AllSeen Alliance ripens IoT market with new gateway and new members

LAS VEGAS--The AllSeen Alliance announced a new gateway "agent" that the association said represents a major step forward for its AllJoyn protocol. The group also announced a handful of new members, news that brings the total number of AllSeen Alliance member companies to 112.

In an interview with FierceWirelessTech here on the sidelines of the Consumer Electronics Show, AllSeen's Philip DesAutels explained that the group's new gateway agent helps make the AllJoyn protocol a more complete solution for the Internet of Things. DesAutels, senior director of IoT for the AllSeen Alliance, said the gateway essentially allows AllJoyn products to securely communicate with the wider Internet.

"That's why the gateway announcement is such a key announcement," he said.

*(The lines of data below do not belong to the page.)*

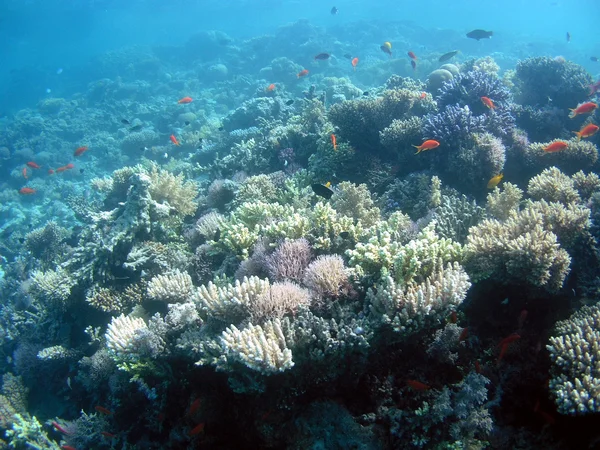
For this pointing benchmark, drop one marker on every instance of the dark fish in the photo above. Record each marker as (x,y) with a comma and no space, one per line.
(447,56)
(480,34)
(322,190)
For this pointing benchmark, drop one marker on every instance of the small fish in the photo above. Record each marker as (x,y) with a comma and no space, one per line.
(488,102)
(197,429)
(103,410)
(417,385)
(385,49)
(194,406)
(80,151)
(427,145)
(495,181)
(447,56)
(480,34)
(587,131)
(556,147)
(584,108)
(322,190)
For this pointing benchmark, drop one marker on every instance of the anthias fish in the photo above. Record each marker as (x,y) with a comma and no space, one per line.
(480,34)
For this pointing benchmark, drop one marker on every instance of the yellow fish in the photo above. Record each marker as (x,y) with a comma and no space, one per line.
(495,181)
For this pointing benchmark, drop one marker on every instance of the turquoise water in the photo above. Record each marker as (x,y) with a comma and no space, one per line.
(216,231)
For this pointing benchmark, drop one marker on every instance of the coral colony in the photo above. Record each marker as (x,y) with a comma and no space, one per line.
(270,265)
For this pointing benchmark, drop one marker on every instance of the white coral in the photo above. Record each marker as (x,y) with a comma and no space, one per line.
(261,348)
(175,287)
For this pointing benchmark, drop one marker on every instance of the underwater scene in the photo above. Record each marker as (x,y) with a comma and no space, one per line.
(273,224)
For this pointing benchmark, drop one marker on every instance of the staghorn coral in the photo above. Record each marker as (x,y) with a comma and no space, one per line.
(408,308)
(174,287)
(326,275)
(574,353)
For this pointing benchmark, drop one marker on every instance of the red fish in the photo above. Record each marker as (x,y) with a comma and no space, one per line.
(59,428)
(587,131)
(417,385)
(556,147)
(584,108)
(427,145)
(80,151)
(194,407)
(103,410)
(488,102)
(197,429)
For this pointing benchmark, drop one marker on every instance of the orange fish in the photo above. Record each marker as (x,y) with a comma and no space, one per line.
(194,407)
(103,410)
(427,145)
(488,102)
(587,131)
(584,108)
(80,151)
(417,385)
(197,429)
(556,147)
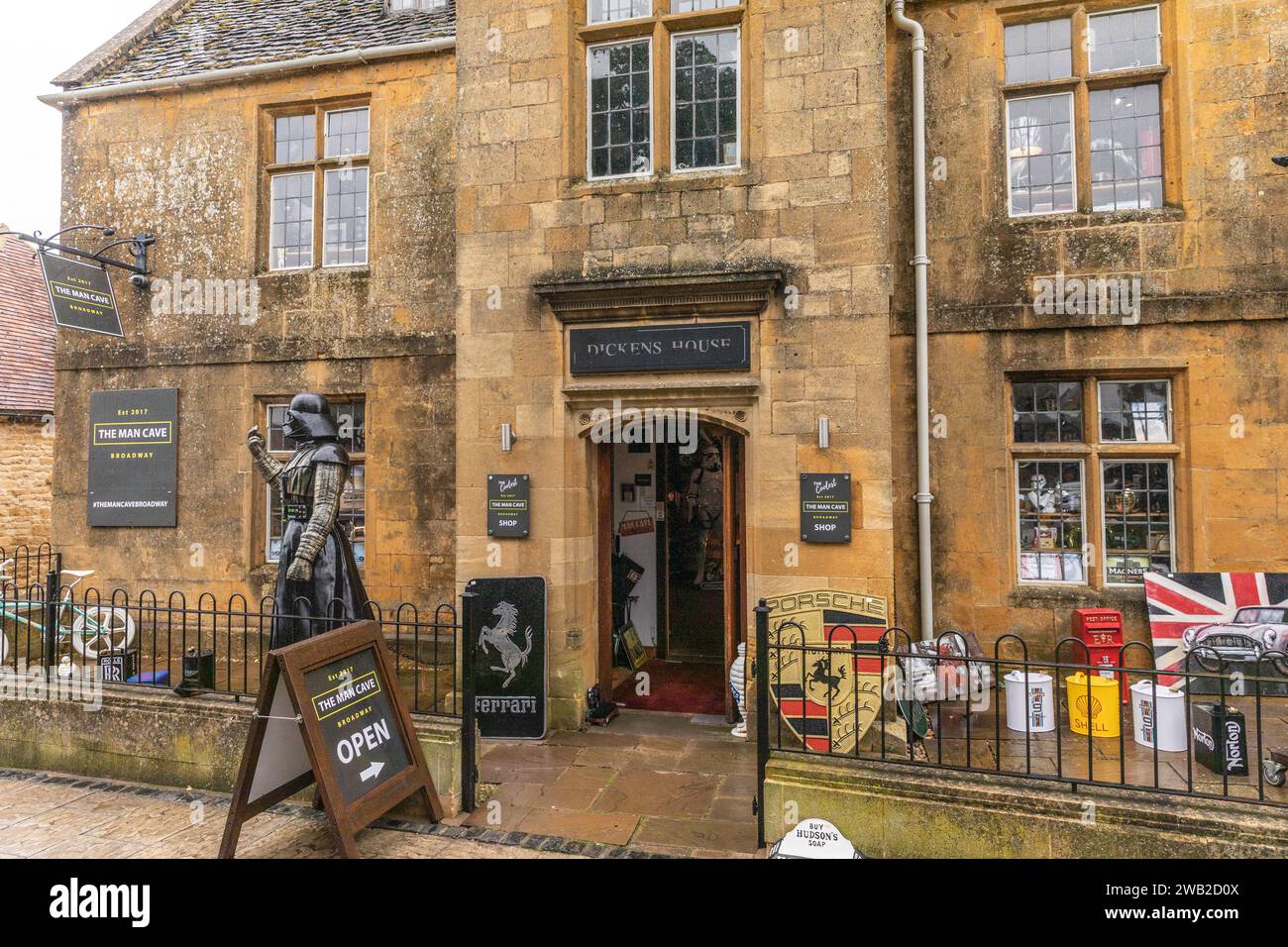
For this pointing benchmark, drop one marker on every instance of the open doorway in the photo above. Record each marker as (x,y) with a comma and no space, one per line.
(671,571)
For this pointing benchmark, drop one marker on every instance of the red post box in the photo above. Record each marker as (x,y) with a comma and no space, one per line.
(1102,630)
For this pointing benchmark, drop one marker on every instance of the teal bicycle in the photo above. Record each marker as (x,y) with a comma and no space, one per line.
(91,630)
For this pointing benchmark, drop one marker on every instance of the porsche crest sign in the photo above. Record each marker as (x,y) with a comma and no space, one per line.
(824,665)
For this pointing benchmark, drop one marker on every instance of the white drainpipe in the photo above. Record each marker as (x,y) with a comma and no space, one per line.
(921,263)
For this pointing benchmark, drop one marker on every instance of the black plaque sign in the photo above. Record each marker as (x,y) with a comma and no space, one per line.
(510,656)
(703,347)
(330,712)
(360,732)
(825,512)
(509,505)
(81,295)
(133,458)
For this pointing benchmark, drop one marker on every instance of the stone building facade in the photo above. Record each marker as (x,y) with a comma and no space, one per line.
(1209,80)
(554,166)
(237,331)
(26,399)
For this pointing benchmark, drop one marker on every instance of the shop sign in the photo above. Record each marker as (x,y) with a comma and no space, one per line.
(814,838)
(133,458)
(81,295)
(825,513)
(702,347)
(330,711)
(509,637)
(509,505)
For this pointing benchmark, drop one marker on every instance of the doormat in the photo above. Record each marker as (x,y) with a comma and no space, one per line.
(681,688)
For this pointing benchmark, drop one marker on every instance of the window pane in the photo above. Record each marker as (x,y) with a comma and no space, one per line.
(621,105)
(1134,411)
(1126,149)
(346,224)
(1039,149)
(1050,521)
(706,99)
(348,132)
(1047,411)
(1035,52)
(608,11)
(1137,500)
(291,214)
(1124,40)
(294,140)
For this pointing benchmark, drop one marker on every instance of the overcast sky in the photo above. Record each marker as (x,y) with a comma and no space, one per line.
(39,40)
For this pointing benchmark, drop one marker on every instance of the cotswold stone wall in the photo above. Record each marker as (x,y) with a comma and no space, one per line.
(809,198)
(191,166)
(26,478)
(1214,281)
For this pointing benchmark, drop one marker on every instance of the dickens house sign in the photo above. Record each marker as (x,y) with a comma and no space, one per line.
(700,347)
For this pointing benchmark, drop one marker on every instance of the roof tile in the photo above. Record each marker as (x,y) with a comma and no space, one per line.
(209,35)
(27,329)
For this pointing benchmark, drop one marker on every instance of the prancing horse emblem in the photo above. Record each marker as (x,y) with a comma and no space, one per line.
(501,637)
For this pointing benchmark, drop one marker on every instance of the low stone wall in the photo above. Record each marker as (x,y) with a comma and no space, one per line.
(892,810)
(162,740)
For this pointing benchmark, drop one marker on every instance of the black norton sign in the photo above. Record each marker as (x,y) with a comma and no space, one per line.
(704,347)
(825,512)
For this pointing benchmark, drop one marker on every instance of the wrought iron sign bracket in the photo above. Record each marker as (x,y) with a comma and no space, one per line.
(138,248)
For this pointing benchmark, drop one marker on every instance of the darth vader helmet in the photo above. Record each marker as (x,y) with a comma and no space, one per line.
(309,419)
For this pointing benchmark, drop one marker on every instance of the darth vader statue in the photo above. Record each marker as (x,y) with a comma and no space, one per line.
(317,578)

DesAutels explained that the AllSeen Alliance is essentially an open-source project, not a standards group--making AllJoyn similar to Java or WebKit. He said the group has made dramatic progress in its first year or so of operating, having signed up major supporters like Microsoft, Sony and LG. Further, he said the group late last year released its first major specification, the Lighting Service Framework from its Connected Lighting Working Group, which the group said will allow "new levels of interoperability between connected devices and lights, but also provide third-party developers building applications a way to discover and control lighting in an open, common way across manufacturers." DesAutels said the Lighting Service Framework essentially creates firm guidelines for lighting devices to talk to each other through the AllJoyn protocol, so that lights from one AllSeen manufacturer can interoperate with lights from another AllSeen manufacturer.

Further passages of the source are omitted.